Jasmin Safar in der Landesjury

Jasmin Safar (Klasse 10a) hat das Gymnasium Großburgwedel souverän auf der Landesjury des Prix des lycéens allemands vertreten. (Foto: Gymnasium Großburgwedel)

Zehntklässlerin vertrat das Gymnasium Großburgwedel beim Französischen Literaturprojekt Prix des lycéens allemands

BURGWEDEL (r/bs). Jasmin Safar (Klasse 10a) hat das Gymnasium Großburgwedel souverän auf der Landesjury des Prix des lycéens allemands vertreten und nur knapp die Chance verpasst, für das Land Niedersachsen an der Bundesjury teilzunehmen.
Jasmin hat es ihren Lese-“Schwestern“ des Französischprojektes zu verdanken, dass sie an der Landesjury in Hannover teilnehmen konnte, die vom Institut français Deutschland in Kooperation mit der Antenne Métropole ausgerichtet wurde. Je teilnehmender Schule darf nur ein Abgeordneter zu der Landesjury entsandt werden, und der Lesezirkel des GyGro hatte dazu Jasmin ausgewählt. In der Oststadtbibliothek am Raschplatz traf Jasmin auf 18 Delegierte weiterer Schulen aus Niedersachsen, die sich ebenfalls am PDLA beteiligt haben.
Angeleitet von Moderatorin Nadège Marguerite, Attachée für Sprache und Bildung des Institut français Bremen-Niedersachsen, tauschten sich die Schulvertreterinnen und der Schulvertreter (es befand sich tatsächlich nur ein Junge unter den Jurymitgliedern) über die vier zur Wahl stehenden französischen Jugendromane aus und stimmten abschließend darüber ab, welches Buch den Literaturpreis der deutschen Schüler erhalten solle.
Selbstverständlich wurde nur auf Französisch debattiert, und das auf hohem Niveau. Jasmin beteiligte intensiv an der Diskussion über die sehr unterschiedlichen Werke und war am Ende überrascht, dass der Favorit der Großburgwedeler Schülerin nicht das Rennen machte.

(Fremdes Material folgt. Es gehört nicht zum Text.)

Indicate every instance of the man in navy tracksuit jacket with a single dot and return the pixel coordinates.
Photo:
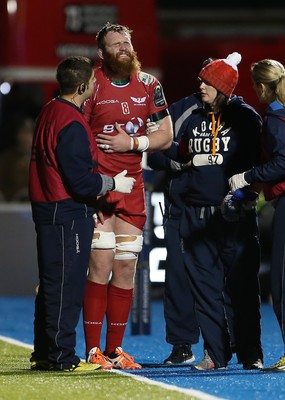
(224, 249)
(181, 327)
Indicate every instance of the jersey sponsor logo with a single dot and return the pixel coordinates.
(111, 101)
(125, 108)
(145, 78)
(138, 101)
(159, 99)
(131, 127)
(134, 125)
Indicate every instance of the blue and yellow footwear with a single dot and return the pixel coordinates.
(96, 356)
(122, 360)
(82, 367)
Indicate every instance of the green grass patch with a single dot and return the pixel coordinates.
(18, 382)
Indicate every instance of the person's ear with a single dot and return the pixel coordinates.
(100, 54)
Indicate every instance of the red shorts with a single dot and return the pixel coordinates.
(129, 207)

Statt des Romans „Dans la forêt d’Hokkaïdo“ von Eric Pessan wurde letztlich der Roman „Une fille de …“ von Jo Witek als Sieger erkoren. Einige der Teilnehmer hatten im Vorfeld die Autorin live bei einer Lesung aus ihrem Roman erlebt und sich im Anschluss mit ihr über ihren Text und ihre Arbeit ausgetauscht.
Auch wenn Jasmin etwas enttäuscht war, dass sie nicht zur Bundesjury nach Leipzig fahren kann, so überwiegt bei ihr doch die Freude darüber, dass sie die Landesjury erleben konnte. Sie empfand es als Bestätigung, sich bereits als Zehntklässlerin mit anderen aus überwiegend höheren Jahrgängen vor großem Publikum über Literatur unterhalten zu können.

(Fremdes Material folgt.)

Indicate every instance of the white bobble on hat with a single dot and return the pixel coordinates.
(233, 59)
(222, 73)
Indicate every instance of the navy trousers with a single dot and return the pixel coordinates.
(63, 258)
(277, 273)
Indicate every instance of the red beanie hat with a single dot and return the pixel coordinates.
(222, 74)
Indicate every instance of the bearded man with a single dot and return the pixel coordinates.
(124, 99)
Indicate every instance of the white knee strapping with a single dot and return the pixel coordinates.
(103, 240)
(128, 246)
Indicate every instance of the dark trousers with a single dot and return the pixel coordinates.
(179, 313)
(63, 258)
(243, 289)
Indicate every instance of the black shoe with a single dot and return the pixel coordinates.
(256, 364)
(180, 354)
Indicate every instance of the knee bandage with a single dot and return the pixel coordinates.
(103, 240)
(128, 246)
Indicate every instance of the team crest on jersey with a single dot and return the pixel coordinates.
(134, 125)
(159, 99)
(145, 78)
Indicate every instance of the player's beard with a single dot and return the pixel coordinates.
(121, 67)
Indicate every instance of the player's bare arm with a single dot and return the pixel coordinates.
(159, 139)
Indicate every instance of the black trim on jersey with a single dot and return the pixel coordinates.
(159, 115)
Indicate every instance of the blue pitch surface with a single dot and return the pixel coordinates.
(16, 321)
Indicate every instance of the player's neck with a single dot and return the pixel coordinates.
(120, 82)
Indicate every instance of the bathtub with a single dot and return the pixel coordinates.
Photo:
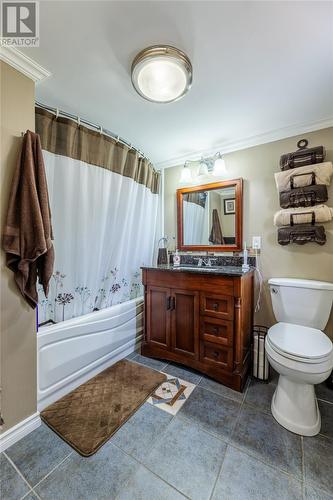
(71, 352)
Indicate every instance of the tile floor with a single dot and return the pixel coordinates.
(220, 445)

Immer wieder wird bedauert, dass Menschen weniger lesen und dass vor allem die jüngeren Generationen nur noch selten Interesse an Büchern zeigen. Zumindest am Gymnasium Großburgwedel widerspricht die Tatsache, dass Schülerinnen und Schüler freiwillig an Literaturprojekten teilnehmen, diesem angeblichen Trend. Und es ist umso bewundernswerter, dass sogar vermeintlich schwierige fremdsprachliche Literatur Anklang in der Schülerschaft findet.